The day started with a definite chill in the air. Whereas yesterday we had clear blue skies, the tops of the mountains were misted in cloud first thing, and the walk to the bathroom felt nippy. We still persevered and had our breakfast outside, but there was no hanging around lapping up the view – we quickly got on with packing up. We decided to take a better look at Cortina, before leaving the Dolomites, so drove the few miles down the road for morning coffee. We had not really appreciated yesterday when we had cycled in, what a huge town it is. Clearly in the ski season it is buzzing, but even today, it seemed thronged with people.
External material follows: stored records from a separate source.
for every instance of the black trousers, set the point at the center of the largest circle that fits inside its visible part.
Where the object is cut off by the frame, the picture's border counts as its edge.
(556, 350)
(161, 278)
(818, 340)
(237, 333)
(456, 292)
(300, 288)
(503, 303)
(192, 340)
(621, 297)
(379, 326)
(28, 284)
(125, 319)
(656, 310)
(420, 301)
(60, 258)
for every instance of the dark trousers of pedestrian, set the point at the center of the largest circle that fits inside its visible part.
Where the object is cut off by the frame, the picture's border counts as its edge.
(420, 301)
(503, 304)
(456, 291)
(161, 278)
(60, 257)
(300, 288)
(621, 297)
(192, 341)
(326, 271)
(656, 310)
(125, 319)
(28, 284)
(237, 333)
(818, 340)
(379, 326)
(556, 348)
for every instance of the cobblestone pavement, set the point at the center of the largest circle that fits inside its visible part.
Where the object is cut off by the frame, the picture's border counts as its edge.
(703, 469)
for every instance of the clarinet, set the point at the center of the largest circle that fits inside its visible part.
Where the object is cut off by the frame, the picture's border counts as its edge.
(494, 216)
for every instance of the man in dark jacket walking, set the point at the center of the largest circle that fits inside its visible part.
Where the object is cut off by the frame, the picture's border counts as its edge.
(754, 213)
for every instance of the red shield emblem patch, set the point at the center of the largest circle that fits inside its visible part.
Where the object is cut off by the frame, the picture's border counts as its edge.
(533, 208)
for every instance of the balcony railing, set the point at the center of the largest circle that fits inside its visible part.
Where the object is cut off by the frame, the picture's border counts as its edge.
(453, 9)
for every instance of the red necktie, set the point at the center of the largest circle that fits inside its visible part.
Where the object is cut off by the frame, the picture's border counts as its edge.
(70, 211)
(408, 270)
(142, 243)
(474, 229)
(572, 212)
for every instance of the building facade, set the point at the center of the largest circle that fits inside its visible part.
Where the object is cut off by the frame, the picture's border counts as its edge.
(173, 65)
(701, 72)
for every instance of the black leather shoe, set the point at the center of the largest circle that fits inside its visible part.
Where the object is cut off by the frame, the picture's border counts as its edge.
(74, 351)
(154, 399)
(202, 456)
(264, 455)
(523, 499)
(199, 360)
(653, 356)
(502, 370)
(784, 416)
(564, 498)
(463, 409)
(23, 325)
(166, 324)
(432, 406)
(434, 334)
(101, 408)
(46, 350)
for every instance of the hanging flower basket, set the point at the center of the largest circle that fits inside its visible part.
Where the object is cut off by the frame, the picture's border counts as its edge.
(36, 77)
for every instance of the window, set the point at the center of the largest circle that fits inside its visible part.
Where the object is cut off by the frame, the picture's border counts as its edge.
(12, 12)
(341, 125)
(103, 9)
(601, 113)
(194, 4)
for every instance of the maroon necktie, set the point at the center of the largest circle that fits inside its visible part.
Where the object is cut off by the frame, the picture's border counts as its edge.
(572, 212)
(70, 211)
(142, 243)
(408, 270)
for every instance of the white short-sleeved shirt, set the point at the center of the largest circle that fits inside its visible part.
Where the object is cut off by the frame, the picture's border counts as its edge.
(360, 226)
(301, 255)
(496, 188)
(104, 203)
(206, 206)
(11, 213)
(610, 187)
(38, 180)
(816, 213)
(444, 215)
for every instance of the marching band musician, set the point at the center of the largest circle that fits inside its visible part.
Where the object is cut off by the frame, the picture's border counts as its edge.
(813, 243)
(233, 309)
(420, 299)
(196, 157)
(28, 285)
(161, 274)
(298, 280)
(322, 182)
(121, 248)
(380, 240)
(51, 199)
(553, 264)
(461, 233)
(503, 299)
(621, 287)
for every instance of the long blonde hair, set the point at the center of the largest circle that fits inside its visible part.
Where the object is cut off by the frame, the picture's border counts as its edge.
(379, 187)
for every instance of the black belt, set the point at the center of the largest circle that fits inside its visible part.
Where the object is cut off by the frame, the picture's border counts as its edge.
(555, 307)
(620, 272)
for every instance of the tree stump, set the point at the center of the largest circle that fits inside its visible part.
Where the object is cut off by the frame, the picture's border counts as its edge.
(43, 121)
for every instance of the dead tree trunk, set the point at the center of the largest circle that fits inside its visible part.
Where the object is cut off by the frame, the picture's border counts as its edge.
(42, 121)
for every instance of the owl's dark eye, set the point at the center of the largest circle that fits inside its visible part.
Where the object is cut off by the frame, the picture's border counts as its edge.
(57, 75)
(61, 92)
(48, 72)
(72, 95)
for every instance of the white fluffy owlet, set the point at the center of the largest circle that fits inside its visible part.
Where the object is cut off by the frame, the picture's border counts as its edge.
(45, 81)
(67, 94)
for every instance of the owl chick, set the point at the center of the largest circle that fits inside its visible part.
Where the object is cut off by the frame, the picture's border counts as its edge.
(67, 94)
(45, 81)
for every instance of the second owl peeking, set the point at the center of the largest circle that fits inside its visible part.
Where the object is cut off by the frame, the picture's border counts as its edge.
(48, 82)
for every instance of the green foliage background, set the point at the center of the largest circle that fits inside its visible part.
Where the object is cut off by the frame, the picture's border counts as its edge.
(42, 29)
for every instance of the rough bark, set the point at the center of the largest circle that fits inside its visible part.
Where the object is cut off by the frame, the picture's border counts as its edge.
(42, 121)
After coffee, we headed off towards Austria. The scenery driving through the Dolomites was stunning, but not with the same clear view of the tops as we had been lucky to see the day before. Crossing the border into Austria was a non event – we barely noticed it had happened. We stopped at the first petrol station to buy our motorway vignette for Austria – I’m sure the British government could earn a few bob by doing the same.
Howard had hoped to drive over the Glossgockner Pass into Zell Am See, since he had fond memories of doing it with his parents. Unfortunately, when we looked on the website, we had missed it’s opening by just two days – it re-opens for the year on 28th April. However, if the main alternate route, which we ended up taking, is an easy drive compared to the Glossgockner, than I’m quite pleased it wasn’t open. I winced a couple of times as we did some hairpins up to the point where the road passes through the mountain in a long tunnel, but I know Howard was disappointed not to put Oscar through his paces. Frankly, by now, the weather was turning, and the rain had set in, so we didn’t miss much in any case.
We stopped en route to pick up some supplies – it’s always interesting shopping in new countries. Howard amused the lady at the checkout by selecting the only bright pink shopping bag on offer – ‘A man buying pink’, she chuckled in German. She then proceeded to offer me a rose – apparently it’s the thing here. When we got back to the van, Howard commented he was surprised I didn’t pick the chocolate. Well if I’d realised there was free chocolate on offer, you can guess which I would have preferred! We now have a limp pink rose sitting in a water bottle on the cooker in Oscar. I suspect by tomorrow it will be gone.
We headed on to Zell Am See, a pretty town on the lake, where Howard and I had holidayed maybe 35 years ago whilst living in Somerset. We have fond memories of a lovely week, hill walking in the alpine sunshine. Sadly, today, it was not looking quite as appealing in the rain as we arrived at our campsite. To make matters worse, the lady at the reception turned out to be a jobs-worth, insisting on seeing our ASCI camping discount card, as Howard presented his ASCI ID card, which had sufficed in every other campsite for the past 105 days! But no, she was having none of it, so I tramped back to the van in the rain and duly presented the card. But then it wasn’t signed! ‘OMG, it’s not signed because no-one other than you has ever asked for it’, I thought to myself, but bit my tongue, as Howard gave me one of his withering looks, as if to say leave it.
We picked a nice spot with a view of the water meadows and mountains, and had just settled down to tea, when a German family in their ‘Big White’ chose to park right in front of our bonnet. Now, there is a sort of campsite etiquette that says that you just don’t do that. To make matters worse, as soon as they arrived, the couple and their two teenage children started bickering amongst themselves. My mood was sinking fast, so we opted to walk the 4km or so into the town before it got dark. Before we left, we put Oscar’s ‘going to bed’ face on – his screen cover.
The light was flat as we walked beside the lake, but there were hundreds of swallows swooping low over the water catching flies in the dusk – quite a sight. As we returned to the van, we read the sign that described the birdlife you might see. We pressed the button for ‘corncrake’ to hear it’s characteristic noise, and on queue, two birds rose from the long grass in the distance. The light was too poor to see if they were indeed corncrakes – but they were about the right size, so perhaps they were. I’d certainly like to think so. It’ll certainly give Howard something to look out for on his run tomorrow morning.
In the meantime, I’m waiting to see the expression on the German family’s faces when they open their door and see Oscar’s eyes peering at them!